Food for Thought

If a brother or sister has nothing to wear and has no food for the day, and one of you says to them, 'Go in peace, keep warm, and eat well,' but you do not give them the necessities of the body, what good is it?" (Jas 2:14-16).

Jan 29, 2016

The Bible's Letter of James asks important and difficult questions: "What good is it, my brothers, if someone says he has faith but does not have works? Can that faith save him? If a brother or sister has nothing to wear and has no food for the day, and one of you says to them, 'Go in peace, keep warm, and eat well,' but you do not give them the necessities of the body, what good is it?" (Jas 2:14-16).
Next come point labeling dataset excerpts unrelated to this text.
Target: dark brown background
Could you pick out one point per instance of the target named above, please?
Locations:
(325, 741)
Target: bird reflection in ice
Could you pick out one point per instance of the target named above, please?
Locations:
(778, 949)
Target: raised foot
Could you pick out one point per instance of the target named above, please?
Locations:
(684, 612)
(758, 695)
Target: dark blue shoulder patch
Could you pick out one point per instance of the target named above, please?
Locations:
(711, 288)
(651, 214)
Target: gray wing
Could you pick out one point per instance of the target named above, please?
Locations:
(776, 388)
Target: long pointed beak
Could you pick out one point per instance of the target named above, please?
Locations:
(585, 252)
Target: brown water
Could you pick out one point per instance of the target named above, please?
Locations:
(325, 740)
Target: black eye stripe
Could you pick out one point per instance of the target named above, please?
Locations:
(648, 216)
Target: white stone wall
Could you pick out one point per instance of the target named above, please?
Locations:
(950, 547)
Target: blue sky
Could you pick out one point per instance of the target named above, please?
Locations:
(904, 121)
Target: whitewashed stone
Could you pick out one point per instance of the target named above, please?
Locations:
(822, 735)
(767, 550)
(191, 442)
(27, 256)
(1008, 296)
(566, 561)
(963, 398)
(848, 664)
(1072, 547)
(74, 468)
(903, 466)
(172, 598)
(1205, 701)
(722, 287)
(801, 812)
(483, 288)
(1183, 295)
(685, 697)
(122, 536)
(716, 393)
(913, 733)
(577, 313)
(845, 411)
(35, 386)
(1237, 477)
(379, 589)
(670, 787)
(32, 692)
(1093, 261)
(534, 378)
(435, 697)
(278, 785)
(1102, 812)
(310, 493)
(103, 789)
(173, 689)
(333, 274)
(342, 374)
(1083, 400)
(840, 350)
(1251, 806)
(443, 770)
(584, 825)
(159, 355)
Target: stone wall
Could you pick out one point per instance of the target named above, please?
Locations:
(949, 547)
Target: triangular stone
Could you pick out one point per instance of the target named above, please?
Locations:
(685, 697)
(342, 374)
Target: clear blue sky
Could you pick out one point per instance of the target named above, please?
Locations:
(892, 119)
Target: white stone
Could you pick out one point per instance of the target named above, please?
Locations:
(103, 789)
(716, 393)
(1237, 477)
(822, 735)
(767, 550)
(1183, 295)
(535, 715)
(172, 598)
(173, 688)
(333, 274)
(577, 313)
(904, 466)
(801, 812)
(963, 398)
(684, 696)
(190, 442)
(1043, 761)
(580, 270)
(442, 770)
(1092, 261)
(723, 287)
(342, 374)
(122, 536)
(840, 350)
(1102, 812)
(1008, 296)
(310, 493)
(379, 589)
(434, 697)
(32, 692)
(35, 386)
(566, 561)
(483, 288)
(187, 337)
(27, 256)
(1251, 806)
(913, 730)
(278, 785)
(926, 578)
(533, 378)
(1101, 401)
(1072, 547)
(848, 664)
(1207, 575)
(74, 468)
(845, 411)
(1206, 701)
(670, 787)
In an August 2015 radio interview about the corporal works of mercy, Msgr. John Kennedy, an official at the Vatican's Congregation for the Doctrine of the Faith, addressed the basic need of clothing. We need clothing to protect ourselves, to keep warm. We need clothing when we outgrow what we have, or even when we wear out our clothes while working.

When we provide some of these basic necessities to one who needs it, we realize the "important and necessary connection between the words that we profess and the practical actions that we do," Msgr. Kennedy said.

It is Jesus, not just "our neighbors and our friends and our local priest" telling us of these commandments, but "they're actually commanded by God so as to allow us to put our faith into action," he said.

"These works of mercy, corporal works of mercy, are to be used for us as a clear measuring stick of our love for one another," he said.